[plug] SME PC hardware linux supplier?
James Devenish
devenish at guild.uwa.edu.au
Wed Nov 10 22:21:31 WST 2004
In message <20041110214808.288863d9.harrymc at decisions-and-designs.com.au>
on Wed, Nov 10, 2004 at 09:48:08PM +0800, Harry wrote:
> (Based on what we can achieve out of an old box at Computer Angels we
> could be doing most things with 200MHz as long as there is reasonable
> RAM).
...
> My main 800Mz desktop sits at 99% idle when the mouse is stationary!

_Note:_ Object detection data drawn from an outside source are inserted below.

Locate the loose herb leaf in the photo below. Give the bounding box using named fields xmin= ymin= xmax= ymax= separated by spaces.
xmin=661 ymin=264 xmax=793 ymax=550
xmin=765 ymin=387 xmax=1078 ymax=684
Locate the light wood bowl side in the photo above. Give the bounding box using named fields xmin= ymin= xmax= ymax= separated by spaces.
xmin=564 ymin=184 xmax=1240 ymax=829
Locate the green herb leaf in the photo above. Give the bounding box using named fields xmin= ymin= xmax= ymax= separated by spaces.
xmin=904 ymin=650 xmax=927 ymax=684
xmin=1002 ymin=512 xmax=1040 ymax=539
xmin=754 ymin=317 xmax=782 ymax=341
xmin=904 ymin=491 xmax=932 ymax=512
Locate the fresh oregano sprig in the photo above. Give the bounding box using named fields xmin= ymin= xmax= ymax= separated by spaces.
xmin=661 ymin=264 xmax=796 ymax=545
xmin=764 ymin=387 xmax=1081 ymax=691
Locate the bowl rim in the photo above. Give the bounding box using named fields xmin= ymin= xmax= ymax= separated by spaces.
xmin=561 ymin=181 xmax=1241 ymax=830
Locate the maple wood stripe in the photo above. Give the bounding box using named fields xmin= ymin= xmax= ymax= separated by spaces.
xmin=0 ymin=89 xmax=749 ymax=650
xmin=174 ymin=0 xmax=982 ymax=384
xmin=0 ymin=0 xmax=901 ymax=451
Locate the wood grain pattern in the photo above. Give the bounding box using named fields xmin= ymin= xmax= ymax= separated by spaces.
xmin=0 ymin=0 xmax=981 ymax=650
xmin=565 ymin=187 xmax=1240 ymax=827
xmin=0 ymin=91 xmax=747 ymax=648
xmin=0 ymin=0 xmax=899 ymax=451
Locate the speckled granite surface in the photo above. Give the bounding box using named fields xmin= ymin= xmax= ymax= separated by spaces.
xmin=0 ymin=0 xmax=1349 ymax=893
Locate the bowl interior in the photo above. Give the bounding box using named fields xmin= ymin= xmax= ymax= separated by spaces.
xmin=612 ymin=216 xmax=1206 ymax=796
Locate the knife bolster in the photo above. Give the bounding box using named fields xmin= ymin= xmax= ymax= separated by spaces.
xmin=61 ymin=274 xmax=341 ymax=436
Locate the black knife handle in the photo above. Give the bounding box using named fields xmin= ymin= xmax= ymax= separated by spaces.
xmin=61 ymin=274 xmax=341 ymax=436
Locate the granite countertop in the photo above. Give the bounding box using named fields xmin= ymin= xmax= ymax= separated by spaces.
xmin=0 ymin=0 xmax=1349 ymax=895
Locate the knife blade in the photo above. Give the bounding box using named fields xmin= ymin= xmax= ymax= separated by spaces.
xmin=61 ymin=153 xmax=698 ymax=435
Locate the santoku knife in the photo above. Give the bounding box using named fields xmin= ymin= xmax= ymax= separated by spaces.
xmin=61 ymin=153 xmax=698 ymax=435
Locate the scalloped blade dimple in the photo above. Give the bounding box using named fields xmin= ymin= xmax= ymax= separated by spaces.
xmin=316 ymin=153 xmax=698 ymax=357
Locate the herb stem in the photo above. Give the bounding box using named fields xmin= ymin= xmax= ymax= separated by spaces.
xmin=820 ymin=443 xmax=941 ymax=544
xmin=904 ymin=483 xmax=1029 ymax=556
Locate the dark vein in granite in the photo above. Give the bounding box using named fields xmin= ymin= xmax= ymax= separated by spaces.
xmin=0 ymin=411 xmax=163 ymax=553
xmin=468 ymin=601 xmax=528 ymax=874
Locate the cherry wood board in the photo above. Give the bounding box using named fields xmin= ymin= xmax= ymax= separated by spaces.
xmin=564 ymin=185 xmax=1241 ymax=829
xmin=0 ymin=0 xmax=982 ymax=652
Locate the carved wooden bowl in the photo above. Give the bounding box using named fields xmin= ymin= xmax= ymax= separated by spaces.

I have to admit that it took me a long time to grow out of the 250MHz
range, and I am still often happy with sub-1GHz speeds. Despite being
a "power user", it seems to take several years to for me to lose my
affinity for outdated speeds. It fascinates me why users want faster
workstations (i.e. I just don't "get it" half the time) although "peak
performance capacity" seems to be a factor. That is, people feel the
need for a computer that's overpowered 98% of the time because they
focus on goals that represent the other 2%. Some major software vendors
also do nothing to help in this regard, since they are particularly
sloppy with their applications' progressive sloth (*waves to Adobe, Sun
and friends*). I'm not sure whether people want faster computers to try
to eliminate particular personal "bottlenecks", or if it's just because
they want their computer to act "smoother". I do appreciate that if you
move from, say, a 200MHz machine to a 2GHz machine, there are profound
and beneficial shifts in the way you can interact with software. But
perhaps my conservatism is both a cause and effect of my heavy use of
text-based interfaces. There are certainly technological advances that
make newer processors, architectures and systems very attractive, but
raw switching speed is necessarily such an interest in those cases.